VectorRegister load_packed Only Loading First Value
VectorRegister implementations of load_packed and load_packed_n are only loading the first value of the array. Surprisingly, the = operator works as expected, and performs the load and store properly. The use of load_packed is required for sum/dot/min/max operations on a VectorRegister.
Does not work:
using vec_b = RAJA::expt::VectorRegister<double, RAJA::expt::scalar_register>;
vec_b vec_b_test;
vec_b_test.load_packed_n(&b[0], N);
vec_b_test.store_packed_n(&c[0], N);
Bad output:
b: 5 5 5 5
c: 5 0 0 0
Works:
using vec_b = RAJA::expt::VectorRegister<double, RAJA::expt::scalar_register>;
using idx_b = RAJA::expt::VectorIndex<int, vec_b>;
using VecB = RAJA::View<RAJA::Real_type,RAJA::StaticLayout<RAJA::PERM_I,N>>;
auto bV = VecB(b);
auto cV = VecB(v_c);
auto vec_all = idx_b::static_all();
cV(vec_all) = bV(vec_all);
Good output:
b: 5 5 5 5
c: 5 5 5 5
Standard Layout with the assignment operator also works.
This behavior is exactly what RAJA::expt::scalar_register is expected to do: load the first value of the array into the VectorRegister, due to being a scalar.

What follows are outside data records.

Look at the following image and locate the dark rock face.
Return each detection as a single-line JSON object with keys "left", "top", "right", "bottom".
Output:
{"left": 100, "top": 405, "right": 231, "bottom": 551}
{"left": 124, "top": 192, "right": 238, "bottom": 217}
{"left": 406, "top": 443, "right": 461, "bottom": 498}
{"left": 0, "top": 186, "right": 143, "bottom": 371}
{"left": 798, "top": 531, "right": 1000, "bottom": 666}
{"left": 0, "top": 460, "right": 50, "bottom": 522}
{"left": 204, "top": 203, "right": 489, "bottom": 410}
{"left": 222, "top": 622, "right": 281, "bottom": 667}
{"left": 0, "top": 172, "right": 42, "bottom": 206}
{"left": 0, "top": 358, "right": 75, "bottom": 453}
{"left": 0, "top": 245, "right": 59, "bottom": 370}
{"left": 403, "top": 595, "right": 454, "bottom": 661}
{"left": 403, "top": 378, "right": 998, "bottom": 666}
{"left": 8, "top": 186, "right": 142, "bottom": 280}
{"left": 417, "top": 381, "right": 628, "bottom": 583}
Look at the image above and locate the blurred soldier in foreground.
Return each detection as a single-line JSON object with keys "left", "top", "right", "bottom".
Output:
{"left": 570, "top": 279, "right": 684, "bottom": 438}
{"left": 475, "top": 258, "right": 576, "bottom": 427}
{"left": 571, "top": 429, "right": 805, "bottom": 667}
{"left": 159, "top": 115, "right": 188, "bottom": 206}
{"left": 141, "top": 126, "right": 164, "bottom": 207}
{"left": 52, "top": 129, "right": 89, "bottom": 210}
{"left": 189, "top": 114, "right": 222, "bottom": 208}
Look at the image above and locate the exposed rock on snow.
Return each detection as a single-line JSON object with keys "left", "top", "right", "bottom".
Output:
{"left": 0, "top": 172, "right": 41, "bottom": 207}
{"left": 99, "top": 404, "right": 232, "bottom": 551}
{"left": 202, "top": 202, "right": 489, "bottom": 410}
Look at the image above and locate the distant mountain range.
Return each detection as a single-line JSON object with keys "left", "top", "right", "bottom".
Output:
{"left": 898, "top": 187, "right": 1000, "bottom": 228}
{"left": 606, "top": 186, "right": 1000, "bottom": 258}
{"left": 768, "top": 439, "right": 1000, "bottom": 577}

At the time, we were using scalar_register on a BlueOS system, when we should have tried a cuda_warp_register. The more typical usage is on a TOSS system with one of the AVX register types, which operates correctly loading all elements of the array into the vector register.
We should document the functionality of scalar_register more clearly, and close this issue.